Best parts of the annual Jeff Bezos’ letters to stakeholders

Dmytro Voloshyn
Growth hacking blog
4 min readApr 20, 2020

Last weekend I was fascinated by Jeff Bezos’ letters to Amazon shareholders.

Here are my favorite parts from every year if you want to save 3 hours not reading it all (despite it being worth it). I skipped some years as they are too boring.

1997: Day 0

It is all about long-term[…] We first measure ourselves in terms of the metrics most indicative of our market leadership: customer and revenue growth, the degree to which our customers continue to purchase from us on a repeat basis, and the strength of our brand.

1998: The most customer-centric company ever

I constantly remind our employees to be afraid, to wake up every morning terrified. Not of our competition, but of our customers. Our customers have made our business what it is, they are the ones with whom we have a relationship, and they are the ones to whom we owe a great obligation. And we consider them to be loyal to us — right up until the second that someone else offers them a better service.

1999: Operational excellence

To us, operational excellence implies two things: delivering continuous improvement in customer experience and driving productivity, margin, efficiency, and asset velocity across all our businesses.

2000: Dot-com bubble

…the company is better positioned today than it was a year ago, why is the stock price so much lower than it was a year ago? As the famed investor Benjamin Graham said, ‘‘In the short term, the stock market is a voting machine; in the long term, it’s a weighing machine.’’ Clearly there was a lot of voting going on in the boom year of ’99 — and much less weighing. We’re a company that wants to be weighed, and over time, we will be — over the long term, all companies are. In the meantime, we have our heads down working to build a heavier and heavier company.

2002: Amazon flywheel

Traditional stores face a time-tested tradeoff between offering high-touch customer experience on the one hand and the lowest possible prices on the other. How can Amazon.com be trying to do both?
The answer is that we transform much of customer experience — such as unmatched selection, extensive product information, personalized recommendations, and other new software features — into largely a fixed expense. With customer experience costs largely fixed (more like a publishing model than a retailing model), our costs as a percentage of sales can shrink rapidly as we grow our business. Moreover, customer experience costs that remain variable — such as the variable portion of fulfillment costs — improve in our model as we reduce defects. Eliminating defects improves costs and leads to better customer experience.

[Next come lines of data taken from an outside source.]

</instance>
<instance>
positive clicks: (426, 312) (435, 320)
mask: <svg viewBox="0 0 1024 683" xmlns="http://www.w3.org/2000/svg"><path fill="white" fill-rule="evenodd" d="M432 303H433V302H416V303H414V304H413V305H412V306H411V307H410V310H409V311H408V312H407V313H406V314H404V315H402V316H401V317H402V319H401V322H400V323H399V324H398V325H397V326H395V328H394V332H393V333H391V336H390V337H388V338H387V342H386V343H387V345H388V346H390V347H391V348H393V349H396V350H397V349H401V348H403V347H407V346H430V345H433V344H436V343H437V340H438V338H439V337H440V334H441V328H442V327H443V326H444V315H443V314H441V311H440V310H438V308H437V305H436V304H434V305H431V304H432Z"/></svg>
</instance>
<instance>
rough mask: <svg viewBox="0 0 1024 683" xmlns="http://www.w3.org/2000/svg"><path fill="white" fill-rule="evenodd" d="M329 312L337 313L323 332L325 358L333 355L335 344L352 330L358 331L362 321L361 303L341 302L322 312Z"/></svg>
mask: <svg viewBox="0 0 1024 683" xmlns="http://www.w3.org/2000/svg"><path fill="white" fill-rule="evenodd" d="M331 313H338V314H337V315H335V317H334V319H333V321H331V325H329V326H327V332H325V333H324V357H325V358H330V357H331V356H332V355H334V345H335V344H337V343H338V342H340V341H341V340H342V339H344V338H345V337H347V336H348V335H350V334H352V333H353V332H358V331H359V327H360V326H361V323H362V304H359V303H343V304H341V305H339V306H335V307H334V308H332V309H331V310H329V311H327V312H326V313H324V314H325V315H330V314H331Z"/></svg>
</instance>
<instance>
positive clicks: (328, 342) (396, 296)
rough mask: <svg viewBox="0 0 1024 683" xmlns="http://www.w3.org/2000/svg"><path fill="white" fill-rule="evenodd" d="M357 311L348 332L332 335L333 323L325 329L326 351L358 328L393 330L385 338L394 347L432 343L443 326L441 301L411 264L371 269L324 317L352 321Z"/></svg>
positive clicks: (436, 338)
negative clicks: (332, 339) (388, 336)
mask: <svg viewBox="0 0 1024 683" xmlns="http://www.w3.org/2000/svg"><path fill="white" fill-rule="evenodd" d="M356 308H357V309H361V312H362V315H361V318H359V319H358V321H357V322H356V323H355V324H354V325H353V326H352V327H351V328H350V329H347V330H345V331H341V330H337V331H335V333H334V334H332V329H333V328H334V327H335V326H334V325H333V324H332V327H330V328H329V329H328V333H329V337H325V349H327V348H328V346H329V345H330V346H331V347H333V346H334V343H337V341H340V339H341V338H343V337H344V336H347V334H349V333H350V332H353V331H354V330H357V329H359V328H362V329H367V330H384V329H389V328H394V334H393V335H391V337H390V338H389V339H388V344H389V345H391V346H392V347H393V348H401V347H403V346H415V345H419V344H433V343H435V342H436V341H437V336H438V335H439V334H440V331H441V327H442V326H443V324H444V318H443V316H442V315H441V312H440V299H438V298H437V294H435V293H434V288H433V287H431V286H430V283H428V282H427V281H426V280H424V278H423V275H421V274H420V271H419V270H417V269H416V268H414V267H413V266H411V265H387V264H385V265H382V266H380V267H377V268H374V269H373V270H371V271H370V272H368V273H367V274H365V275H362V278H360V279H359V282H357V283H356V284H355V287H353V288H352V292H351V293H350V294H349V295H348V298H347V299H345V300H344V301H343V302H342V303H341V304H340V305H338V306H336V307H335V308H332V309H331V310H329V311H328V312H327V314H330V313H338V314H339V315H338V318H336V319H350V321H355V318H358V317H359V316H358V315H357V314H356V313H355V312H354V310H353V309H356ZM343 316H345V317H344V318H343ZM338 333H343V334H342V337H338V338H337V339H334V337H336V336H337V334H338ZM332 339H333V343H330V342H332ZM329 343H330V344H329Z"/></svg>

2003: First mention of A/B testing

When we launched Instant Order Update, we were able to measure with statistical significance that the feature slightly reduced sales. Good for customers? Definitely. Good for shareowners? Yes, in the long run.

2004: Negative capital advantage

We have a cash generative operating cycle because we turn our inventory quickly, collecting payments from our customers before payments are due to suppliers.

2005: Math vs. intuition

Math-based decisions command wide agreement, whereas judgment-based decisions are rightly debated and often controversial, at least until put into practice and demonstrated. Any institution unwilling to endure controversy must limit itself to decisions of the first type. In our view, doing so would not only limit controversy — it would also significantly limit innovation and long-term value creation.

2006: Intro of AWS

Our established businesses are well-rooted young trees. They are growing, enjoy high returns on capital, and operate in very large market segments. These characteristics set a high bar for any new business we would start. Before we invest our shareholders’ money in a new business, we must convince ourselves that the new opportunity can generate the returns on capital our investors expected when they invested in Amazon. And we must convince ourselves that the new business can grow to a scale where it can be significant in the context of our overall company.

2008: Financial crisis

Stay heads down, focused on the long term and obsessed over customers. Long-term thinking levers our existing abilities and lets us do new things we couldn’t otherwise contemplate[…[] We have strong conviction that customers value low prices, vast selection, and fast, convenient delivery and that these needs. It is difficult for us to imagine that ten years from now, customers will want higher prices, less selection, or slower delivery.

2009: Goal-setting

Our annual goal setting process begins in the fall, and concludes early in the new year after we’ve completed our peak holiday quarter. Our goal setting sessions are lengthy, spirited, and detail- oriented. We have a high bar for the experience our customers deserve and a sense of urgency to improve that experience.

2010: The very technical one

Our technologies are almost exclusively implemented as services: bits of logic that encapsulate the data they operate on and provide hardened interfaces as the only way to access their functionality. This approach reduces side effects and allows services to evolve at their own pace without impacting the other components of the overall system. Service-oriented architecture — or SOA — is the fundamental building abstraction for Amazon technologies.

2016: Philosophical one

There are many advantages to a customer-centric approach, but here’s the big one: customers are always beautifully, wonderfully dissatisfied, even when they report being happy and business is great. Even when they don’t yet know it, customers want something better, and your desire to delight customers will drive you to invent on their behalf.